Renway leaned forward and patted her hand.
“Don't forget it's for you, Irma. For you and me.”
She looked up, and in her eyes was a veiled promise, while her smile was sleepy and provocative.
“Of course,” she said, “for you and me, Paul.”
Â
Ritzy had never particularly liked Leopold Kohn, and when he recovered consciousness his thoughts were vitriolic. He had little regard for the sanctity of human life, and he felt like murder.
He was very deep in this affair.
He was hoping to get a lot out of it, for the murder of Minnie Sidey had been cleverly managed. He had killed her because he realised Kohn was right when he had said the woman might squeal on Benson. He knew he was in Kohn's hands, knew now that while Kohn lived he would never be safe. He felt the ugly bruise where Kohn had kicked him, and before he left the Wapping house he put an automatic, fully loaded, in his pocket.
The Toff learned two things soon after he left Abbott Road.
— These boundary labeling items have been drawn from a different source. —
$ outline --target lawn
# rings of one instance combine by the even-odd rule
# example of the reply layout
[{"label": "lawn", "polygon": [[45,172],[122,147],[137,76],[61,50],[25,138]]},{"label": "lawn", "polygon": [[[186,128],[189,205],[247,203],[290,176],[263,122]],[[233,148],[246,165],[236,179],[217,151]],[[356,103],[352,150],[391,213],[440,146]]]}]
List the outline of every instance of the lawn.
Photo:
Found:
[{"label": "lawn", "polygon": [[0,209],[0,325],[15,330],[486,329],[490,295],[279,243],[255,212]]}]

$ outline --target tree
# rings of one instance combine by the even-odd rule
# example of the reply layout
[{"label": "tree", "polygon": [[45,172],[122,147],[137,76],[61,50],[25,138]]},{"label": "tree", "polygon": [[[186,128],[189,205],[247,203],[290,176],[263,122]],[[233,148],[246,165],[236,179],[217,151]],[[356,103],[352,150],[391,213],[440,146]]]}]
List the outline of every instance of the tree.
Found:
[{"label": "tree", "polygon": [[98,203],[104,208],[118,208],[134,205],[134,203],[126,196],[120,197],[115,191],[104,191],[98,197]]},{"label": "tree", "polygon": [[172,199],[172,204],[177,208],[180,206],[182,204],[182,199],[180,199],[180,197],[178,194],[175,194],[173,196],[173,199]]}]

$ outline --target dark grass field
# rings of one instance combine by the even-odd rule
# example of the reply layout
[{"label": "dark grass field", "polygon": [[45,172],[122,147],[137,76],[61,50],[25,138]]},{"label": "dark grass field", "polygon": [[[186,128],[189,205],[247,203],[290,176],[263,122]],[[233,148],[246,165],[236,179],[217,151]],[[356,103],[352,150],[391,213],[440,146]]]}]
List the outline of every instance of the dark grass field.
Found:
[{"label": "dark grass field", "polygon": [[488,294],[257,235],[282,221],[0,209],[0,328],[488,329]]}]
One of them gave him considerable satisfaction, and the other he found baffling.
Wrightson and the girl were not badly injured, and Wrightson was able to talk, even during the journey to the Toff's flat.
The girl was still under the influence of drugs, and Wrightson told the Toff that her cry had been uttered while unconscious. Wrightson had been in the room with her, tied hand and foot. The man Tike had been there, and had simply stepped across the room and struck her. In her near coma she had whimpered, and kept quiet.
But Wrightson did not know why he had been attacked. He could offer no explanation, even when they reached the flat. Soon the girl was in bed and resting, and Wrightson and the Toff were sitting opposite each other, strengthened by whiskies-and-sodas and cigarettes. Wrightson looked worn out.
“There must be a reason,” said the Toff, “but it seems that they think you have served your purpose, or there would have been more trouble about letting you go. I suppose your uncle isn't aware of being swindled?”